For all these reasons, it made sense to automate the charge calculations. Given the data was already in a Google spreadsheet, I decided a custom function was the best way to do this. The custom function could read from a configuration tab in the same spreadsheet with a list of people and items which would represent the charge rules. In this way, if there was a new item, a new row could be added to the configuration spreadsheet without requiring any help from a developer.
The initial implementation pulled data from the configuration tab with each custom function call. This naive implementation worked fine up to a couple of hundred rows. However, eventually this caused
Exceeded maximum execution time errors. I believe this is because when the spreadsheet was calculating all the charge values, it was accessing the configuration spreadsheet range hundreds of times a second.
My next step was to try to cache the configuration data. I used stringified JSON stored in the cache service. Unfortunately, this caused a different issue:
Service invoked too many times in a short time: cacheService rateMax. Try Utilities.sleep(1000) between calls.

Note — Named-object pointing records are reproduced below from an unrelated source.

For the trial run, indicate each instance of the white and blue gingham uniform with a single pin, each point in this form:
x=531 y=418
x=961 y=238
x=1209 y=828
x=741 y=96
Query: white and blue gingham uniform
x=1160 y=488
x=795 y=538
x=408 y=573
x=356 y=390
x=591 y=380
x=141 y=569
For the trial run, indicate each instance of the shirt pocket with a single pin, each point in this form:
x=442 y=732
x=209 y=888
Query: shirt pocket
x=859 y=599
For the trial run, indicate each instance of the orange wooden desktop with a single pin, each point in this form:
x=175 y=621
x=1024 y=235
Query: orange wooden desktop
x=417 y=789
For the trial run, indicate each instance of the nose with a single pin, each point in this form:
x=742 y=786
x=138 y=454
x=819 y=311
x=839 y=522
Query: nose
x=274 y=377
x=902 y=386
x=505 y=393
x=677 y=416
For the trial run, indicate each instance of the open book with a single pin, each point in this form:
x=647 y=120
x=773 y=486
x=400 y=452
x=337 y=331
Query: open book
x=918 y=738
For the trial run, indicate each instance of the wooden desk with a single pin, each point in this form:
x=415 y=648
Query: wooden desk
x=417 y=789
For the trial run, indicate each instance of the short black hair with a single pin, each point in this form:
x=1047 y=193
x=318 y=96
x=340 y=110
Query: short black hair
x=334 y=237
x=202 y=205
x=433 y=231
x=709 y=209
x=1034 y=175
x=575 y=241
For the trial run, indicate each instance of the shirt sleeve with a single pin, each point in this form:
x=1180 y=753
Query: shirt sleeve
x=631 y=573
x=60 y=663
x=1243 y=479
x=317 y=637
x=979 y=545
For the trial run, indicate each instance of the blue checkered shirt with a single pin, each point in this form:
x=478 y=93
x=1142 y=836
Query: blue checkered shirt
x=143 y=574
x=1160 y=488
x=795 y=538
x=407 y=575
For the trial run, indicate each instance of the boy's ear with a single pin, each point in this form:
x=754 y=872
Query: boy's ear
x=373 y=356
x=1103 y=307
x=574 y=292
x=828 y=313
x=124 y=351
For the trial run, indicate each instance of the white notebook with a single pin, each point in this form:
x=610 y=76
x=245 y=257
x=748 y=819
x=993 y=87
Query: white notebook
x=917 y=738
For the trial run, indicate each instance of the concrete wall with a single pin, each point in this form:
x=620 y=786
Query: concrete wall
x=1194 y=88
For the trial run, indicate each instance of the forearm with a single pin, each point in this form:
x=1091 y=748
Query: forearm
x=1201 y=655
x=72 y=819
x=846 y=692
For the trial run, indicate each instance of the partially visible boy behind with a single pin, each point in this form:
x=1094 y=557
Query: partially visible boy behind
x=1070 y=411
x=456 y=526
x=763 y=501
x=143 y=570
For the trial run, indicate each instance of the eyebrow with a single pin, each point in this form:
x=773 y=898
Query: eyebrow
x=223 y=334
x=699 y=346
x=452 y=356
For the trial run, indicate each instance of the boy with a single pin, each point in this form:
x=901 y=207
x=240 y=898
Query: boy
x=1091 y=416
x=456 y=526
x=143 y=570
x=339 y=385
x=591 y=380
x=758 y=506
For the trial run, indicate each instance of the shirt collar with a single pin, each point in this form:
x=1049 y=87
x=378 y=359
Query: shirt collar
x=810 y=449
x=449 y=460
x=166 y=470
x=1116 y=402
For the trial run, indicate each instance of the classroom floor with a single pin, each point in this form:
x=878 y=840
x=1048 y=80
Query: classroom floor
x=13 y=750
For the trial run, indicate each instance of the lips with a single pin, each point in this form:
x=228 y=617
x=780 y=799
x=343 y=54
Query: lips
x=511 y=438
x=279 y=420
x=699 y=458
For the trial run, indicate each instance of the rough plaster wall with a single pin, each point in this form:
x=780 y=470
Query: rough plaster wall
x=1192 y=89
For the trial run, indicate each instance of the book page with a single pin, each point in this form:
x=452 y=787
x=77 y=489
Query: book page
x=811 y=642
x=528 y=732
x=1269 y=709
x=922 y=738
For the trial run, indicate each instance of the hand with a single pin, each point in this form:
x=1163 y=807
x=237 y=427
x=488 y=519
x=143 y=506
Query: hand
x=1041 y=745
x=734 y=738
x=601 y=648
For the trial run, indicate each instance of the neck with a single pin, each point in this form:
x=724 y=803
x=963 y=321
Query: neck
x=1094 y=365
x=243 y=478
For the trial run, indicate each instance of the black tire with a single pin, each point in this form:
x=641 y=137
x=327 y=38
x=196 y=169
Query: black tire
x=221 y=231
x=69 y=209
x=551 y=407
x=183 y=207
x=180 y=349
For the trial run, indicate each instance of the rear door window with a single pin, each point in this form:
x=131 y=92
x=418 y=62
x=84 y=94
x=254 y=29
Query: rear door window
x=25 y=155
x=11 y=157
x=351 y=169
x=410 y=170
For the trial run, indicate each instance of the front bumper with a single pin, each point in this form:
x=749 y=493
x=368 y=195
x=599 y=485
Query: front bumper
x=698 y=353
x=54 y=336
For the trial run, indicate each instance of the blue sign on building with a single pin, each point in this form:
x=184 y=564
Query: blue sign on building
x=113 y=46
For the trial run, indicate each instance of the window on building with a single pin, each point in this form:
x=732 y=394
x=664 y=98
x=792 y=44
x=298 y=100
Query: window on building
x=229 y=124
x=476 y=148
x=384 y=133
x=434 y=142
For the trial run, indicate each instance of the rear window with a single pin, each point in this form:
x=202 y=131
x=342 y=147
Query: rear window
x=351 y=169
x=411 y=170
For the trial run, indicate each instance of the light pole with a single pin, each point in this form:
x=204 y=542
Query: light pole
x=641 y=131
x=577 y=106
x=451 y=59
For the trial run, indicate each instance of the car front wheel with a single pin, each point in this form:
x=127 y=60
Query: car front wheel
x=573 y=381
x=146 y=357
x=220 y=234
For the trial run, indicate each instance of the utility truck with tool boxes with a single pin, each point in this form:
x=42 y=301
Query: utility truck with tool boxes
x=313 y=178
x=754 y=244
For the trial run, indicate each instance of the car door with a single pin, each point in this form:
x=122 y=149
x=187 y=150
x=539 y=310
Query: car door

Third time is the charm: have the function return multiple values. The configuration data is only read once, as is the list of items and names. These are iterated and the charges for all of them are calculated and returned in a double array to fill entire columns. Using this technique avoided the above issues, but created another one. Adding new rows with new items wouldn’t update the charges columns. Apparently there is additional, ill documented caching of custom function values. Luckily StackOverflow had an explanation: spreadsheets “evaluate your [custom] functions only when a parameter changes.” The way I worked around this was to pass a parameter to the custom function of the number of non blank rows of the spreadsheet:
=calculateCosts(counta(A:A)). When a new row is added, the custom function is re-evaluated.
In the end I have written unit tested code that works in the way the business wants to work (in Google Spreadsheets), that runs on someone else’s infrastructure (Google’s), that can be configured by non technical employees and that will increase the accuracy of the charge calculations. Wahoo!